Scientists test new dry powder measles vaccine that can be inhaled

Sustained high vaccination coverage is key to preventing deaths from measles. Despite the availability of a vaccine, measles remains an important killer of children worldwide, particularly in less-developed regions where vaccination coverage is limited. A team of researchers, led by scientists at the Johns Hopkins Bloomberg School of Public Health and the University of Colorado, developed and successfully tested a dry powder, live-attenuated measles vaccine that can be inhaled. The novel vaccine was studied in rhesus macaques. Results of the study are published in the January 31 edition of the journal PNAS.
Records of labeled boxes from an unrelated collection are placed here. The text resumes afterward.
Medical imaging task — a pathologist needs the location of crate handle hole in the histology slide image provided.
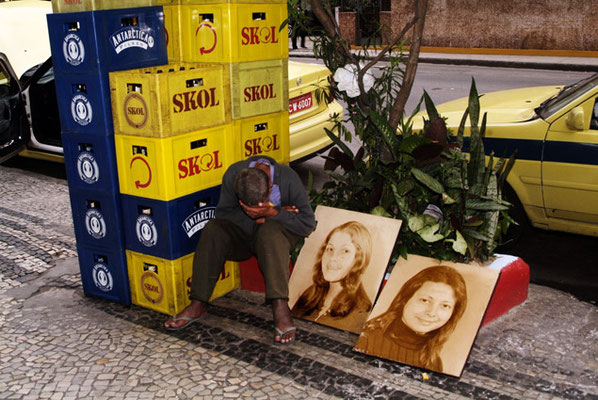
[195,197,210,210]
[186,78,203,88]
[74,83,87,93]
[66,21,81,32]
[137,206,154,215]
[120,17,139,26]
[191,139,208,150]
[253,122,268,132]
[127,83,143,93]
[252,12,266,21]
[199,14,214,23]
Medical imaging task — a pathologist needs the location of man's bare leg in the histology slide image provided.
[272,299,297,343]
[164,300,208,329]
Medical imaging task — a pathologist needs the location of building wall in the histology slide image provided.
[391,0,598,51]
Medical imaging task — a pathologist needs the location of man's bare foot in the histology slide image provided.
[164,300,208,331]
[272,299,297,344]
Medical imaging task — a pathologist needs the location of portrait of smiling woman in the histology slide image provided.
[355,255,498,376]
[358,265,467,372]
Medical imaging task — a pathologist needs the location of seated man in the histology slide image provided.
[164,156,315,344]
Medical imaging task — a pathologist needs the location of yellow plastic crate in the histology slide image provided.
[233,111,290,164]
[110,63,231,138]
[126,250,241,315]
[114,124,237,201]
[182,0,287,5]
[52,0,158,13]
[180,3,289,63]
[230,59,289,119]
[160,4,183,64]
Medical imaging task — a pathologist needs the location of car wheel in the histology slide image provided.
[497,184,532,252]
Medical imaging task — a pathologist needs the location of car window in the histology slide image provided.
[590,97,598,130]
[536,74,598,119]
[0,65,11,97]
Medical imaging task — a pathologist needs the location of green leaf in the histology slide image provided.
[457,107,469,148]
[463,229,490,241]
[411,168,444,194]
[423,90,440,121]
[465,199,509,211]
[324,128,355,158]
[370,206,392,218]
[399,135,431,154]
[468,77,480,126]
[417,224,444,243]
[447,231,467,255]
[369,111,399,159]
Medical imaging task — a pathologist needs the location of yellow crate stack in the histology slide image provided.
[127,251,240,315]
[109,0,290,314]
[159,0,290,164]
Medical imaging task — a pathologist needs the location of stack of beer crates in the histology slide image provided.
[110,0,296,314]
[48,0,167,304]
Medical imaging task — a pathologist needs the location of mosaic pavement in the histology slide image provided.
[0,166,598,399]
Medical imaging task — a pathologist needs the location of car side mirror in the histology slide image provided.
[567,107,584,131]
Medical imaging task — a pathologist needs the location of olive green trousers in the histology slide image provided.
[189,218,301,302]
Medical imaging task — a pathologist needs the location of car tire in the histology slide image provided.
[497,184,532,252]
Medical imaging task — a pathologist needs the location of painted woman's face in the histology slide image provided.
[403,281,455,334]
[322,232,357,282]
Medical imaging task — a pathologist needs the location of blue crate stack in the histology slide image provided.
[48,2,168,304]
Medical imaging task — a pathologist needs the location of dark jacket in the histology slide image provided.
[216,156,316,237]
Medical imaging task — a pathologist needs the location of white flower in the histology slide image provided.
[334,63,375,97]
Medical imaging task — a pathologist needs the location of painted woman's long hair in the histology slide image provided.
[293,221,372,317]
[364,265,467,369]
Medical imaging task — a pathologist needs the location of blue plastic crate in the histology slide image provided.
[121,186,220,260]
[62,132,119,192]
[69,187,125,249]
[77,244,131,305]
[55,73,114,136]
[47,6,168,74]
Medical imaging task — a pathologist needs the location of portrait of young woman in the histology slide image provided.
[289,206,400,333]
[355,256,498,376]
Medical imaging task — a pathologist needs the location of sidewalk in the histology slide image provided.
[0,161,598,400]
[289,38,598,72]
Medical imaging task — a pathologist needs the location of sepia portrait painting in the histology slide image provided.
[289,206,401,333]
[355,255,499,377]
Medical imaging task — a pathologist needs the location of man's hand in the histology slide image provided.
[239,200,278,224]
[282,206,299,214]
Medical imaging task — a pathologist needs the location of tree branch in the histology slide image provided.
[388,0,428,131]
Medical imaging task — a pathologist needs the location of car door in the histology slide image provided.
[0,53,29,162]
[542,90,598,224]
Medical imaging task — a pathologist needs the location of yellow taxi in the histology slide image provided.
[414,74,598,236]
[0,0,343,163]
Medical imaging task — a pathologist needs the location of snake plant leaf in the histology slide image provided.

The current measles vaccine requires two injections to provide full immunity-one given at 9 to 12 months of age and another later in childhood. Special training for needle and syringe injections is needed to administer the vaccine, which requires refrigeration and is shipped as a powder that must be reconstituted and kept on ice in the field clinic. Such injections increase the risk of exposure to blood borne diseases.

According to the study, the new dry powder measles vaccine provided the macaques complete protection from measles with a single vaccine dose. The vaccine was delivered by aerosol using either one of two dry powder inhalers, the PuffHaler and the BD Solovent. No adverse effects were observed.

"An effective dry powder vaccine would be tremendously helpful in less developed regions where resources are limited," said Diane E. Griffin, MD, PhD, senior author of the study and chair of the W. Harry Feinstone Department of Molecular Microbiology and Immunology at the Bloomberg School of Public Health. "This vaccine can be shipped as powder and does not require reconstitution or special training to administer, which could greatly increase the ease and safety of measles vaccination worldwide."

Before a vaccine was developed in 1963, there were 130 million cases of measles each year resulting in more than 7 million deaths annually. Measles deaths were estimated to be 164,000 in 2008. Human trials for the dry powder measles vaccine are in development in India.

"The tests of inhalable dry powder vaccine at Johns Hopkins provide confidence that it can safely be tested in human volunteers after regulatory permission is given by Indian authorities," said Robert Sievers, professor at the CU Boulder and a Fellow of the Cooperative Institute of Research in Environmental Sciences. He is also CEO of Aktiv-Dry LLC and co-inventor of the PuffHaler and the new vaccine microparticles.